Bursalı'nın "Yılmaz Özdil senden ne istiyor’ sorularına yanıt" başlığıyla (28 Ocak 2019) yayımlanan yazısının ilgili bölümü şöyle:
...Özdil, yaşadığımız tonlarca haksızlık karşısında büyük tepki duyan insanların yanan yüreklerini, yakaladığı yazı tarzıyla soğutuyor ve oh dedirtiyor. İktidarın dışlayıcı ve ötekileştirici, kamplaştırıcı politikalarına - söylemlerine, yoğun bir şekilde duyguları coşturarak yanıt veren bir keskin “karşı - iktidar dili”ni yazılarında başarıyla kullanıyor. Bir karşı “propagandist” dil.
Bu tür bir yazı dilinin dur durağı yoktur. Özdil’in bu dili hemen herkese benzer duygu ve keskinlikte saldırır. Hiçbir ayrım yapmaz. İnceltilmiş ve farklılaşmış “versiyonları” yoktur. Muhalefet de liderleri de aynı dilden nasiplerini sık sık alır.
Özdil’in bu dili bana uymaz. “Duygu-emici”. Ama bu dilin taraftarları çoktur. Basit, yalın, hücumcu, bizim tarafı rahatlatan başarılı bir yazı tarzı. Arada sırada tarihten başarıyla çıkardığı “olayları - gerçekleri” köşesine taşır ve okutur. Ben bile helal olsun dediğim yazılarını anımsarım. *** Hayran kitlesi fazladır, çok popülerdir. Kitaplarının önünde büyük kuyruklar oluşur. Diline bir “lider” hayranlığı duyulur.
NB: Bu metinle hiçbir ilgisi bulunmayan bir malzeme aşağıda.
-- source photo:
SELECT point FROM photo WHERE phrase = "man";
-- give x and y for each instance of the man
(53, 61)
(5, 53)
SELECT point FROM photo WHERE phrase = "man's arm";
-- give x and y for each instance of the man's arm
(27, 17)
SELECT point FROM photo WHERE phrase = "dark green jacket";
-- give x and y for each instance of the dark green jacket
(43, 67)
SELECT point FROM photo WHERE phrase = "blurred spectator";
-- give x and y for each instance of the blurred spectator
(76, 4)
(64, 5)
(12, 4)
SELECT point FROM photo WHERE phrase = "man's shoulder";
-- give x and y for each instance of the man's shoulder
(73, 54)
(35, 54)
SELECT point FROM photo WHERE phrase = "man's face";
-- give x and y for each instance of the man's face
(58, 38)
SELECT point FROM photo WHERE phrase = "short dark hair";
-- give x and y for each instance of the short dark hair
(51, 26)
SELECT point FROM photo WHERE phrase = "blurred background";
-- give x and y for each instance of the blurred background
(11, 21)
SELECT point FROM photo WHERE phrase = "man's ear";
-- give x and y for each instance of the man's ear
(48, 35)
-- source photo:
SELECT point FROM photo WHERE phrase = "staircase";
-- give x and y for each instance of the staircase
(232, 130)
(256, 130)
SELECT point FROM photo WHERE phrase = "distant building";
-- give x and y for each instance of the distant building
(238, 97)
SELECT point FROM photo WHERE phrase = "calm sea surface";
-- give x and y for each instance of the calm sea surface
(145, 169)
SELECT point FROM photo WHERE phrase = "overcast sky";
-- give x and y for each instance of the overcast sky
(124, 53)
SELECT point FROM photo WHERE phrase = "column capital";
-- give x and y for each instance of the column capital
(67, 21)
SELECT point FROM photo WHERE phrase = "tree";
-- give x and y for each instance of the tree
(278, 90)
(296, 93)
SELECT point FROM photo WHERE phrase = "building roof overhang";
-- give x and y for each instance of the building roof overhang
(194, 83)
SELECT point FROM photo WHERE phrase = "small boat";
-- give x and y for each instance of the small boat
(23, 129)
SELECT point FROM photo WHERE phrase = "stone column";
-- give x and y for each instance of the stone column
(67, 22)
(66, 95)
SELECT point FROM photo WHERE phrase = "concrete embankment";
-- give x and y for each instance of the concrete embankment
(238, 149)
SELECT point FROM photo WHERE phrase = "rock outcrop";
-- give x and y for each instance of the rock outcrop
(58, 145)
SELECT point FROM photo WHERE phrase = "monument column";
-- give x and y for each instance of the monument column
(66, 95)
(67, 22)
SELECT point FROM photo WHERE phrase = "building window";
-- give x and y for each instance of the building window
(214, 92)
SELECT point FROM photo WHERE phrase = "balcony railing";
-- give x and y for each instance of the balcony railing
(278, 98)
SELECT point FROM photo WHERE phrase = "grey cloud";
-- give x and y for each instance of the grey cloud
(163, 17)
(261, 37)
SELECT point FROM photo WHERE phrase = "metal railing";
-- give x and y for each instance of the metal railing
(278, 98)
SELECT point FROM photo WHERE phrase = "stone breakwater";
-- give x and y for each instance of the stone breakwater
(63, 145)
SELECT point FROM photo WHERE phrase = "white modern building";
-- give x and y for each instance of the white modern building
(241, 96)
Öyle ki Özdil’in hayranları arasında adeta bir şövalye ekip oluşmuştur, bunlara mürit demek istemem ama aralarında bazıları mürit gibi davrandı ve Özdil’in yazısında hedefe konduğumu görünce yanında bitiverdiler, hakaretlerle, adeta hayvan gibi soluyarak...
Fakat şunu belirteyim ki aklı başında çoğunluk sadece ne olup bittiği konusunda bilgi almak için kapımı çaldı ve bu durumdan üzüntülerini bildirdi: “Biz birbirimizi mi yiyeceğiz hep”...
Buna, hem Özdil adına hem de bizim tarafın büyük çoğunluğunun aklı başında davranışı adına sevindiğimi belirteyim. *** Özdil’de neden “hayal kırıklığı” yarattığımı bilemem. Karşılaşıp merhabalaştığımız, el sıkıştığımız da yoktur. Sorun, sadece sosyal paylaşımımla mı sınırlı, yoksa ötesinde başka şeyler mi var, zerre fikrim yok. Atatürk kitabına yönelik yüreklendirici bir şey yazmış olmamamı dert edeceğini ve buna ihtiyacı olduğunu hiç düşünmem. Yüz binlerce hayranı olan bir yazarla, bu köşenin sakin ve sıradan yazarının karşılaştırması mı olur? Popülerlik, bende fazla karşılığını bulamıyor.